Yamen Manai


 

Je revenais du collège quand j'ai rencontré Bella. J'avais quoi, douze ans. Un après-midi de novembre, morose. Un garçon triste, chétif, une tête à claques, la tête baissée, la peur qui habite les tripes, et parfois l'envie d'en finir. On n'imagine pas ce que ressent un enfant quand il faut qu'il se fasse plus petit qu'il n'est, quand il n'a pas le droit à l'erreur, quand chaque faux pas prend un air de fin du monde. Mais en l'entendant ce jour-là, j'ai redressé le menton. C'est quoi, ce son à peine audible, cette voix qui réclame ? Je suis allé voir. Ca provenait d'un chantier ouvert, une maison en cours de construction loin d'être achevée. Les ouvriers absents, je me suis approché, je me suis penché. Elle était là, cachée, guère visible sous les cartons d'emballage. Elle était minuscule, encore plus minuscule que moi, une maigre boule de poils beiges tachetés de blanc sur le museau et sur le front, et des yeux encore collés. Je l'ai prise et je l'ai tout de suite aimée.

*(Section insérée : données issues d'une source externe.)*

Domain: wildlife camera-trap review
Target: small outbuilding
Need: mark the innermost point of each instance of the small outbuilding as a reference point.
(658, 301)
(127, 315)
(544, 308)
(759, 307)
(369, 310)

Blottie dans ma paume, elle ne bougeait plus, elle sentait ma chaleur et était rassurée. Je ne pouvais pas l'abandonner à son sort, seule ensevelie sous ce tas de cartons, et rentrer au bercail comme si de rien n'était. Ca m'était insupportable, impossible. Je savais qu'à la maison, personne n'en voudrait, déjà que je me sentais de trop.Mais il était hors de question de la larguer, de continuer à être faible de la sorte. Je me devais d'assumer, d'être courageux pour elle. Il fallait que je devienne un homme.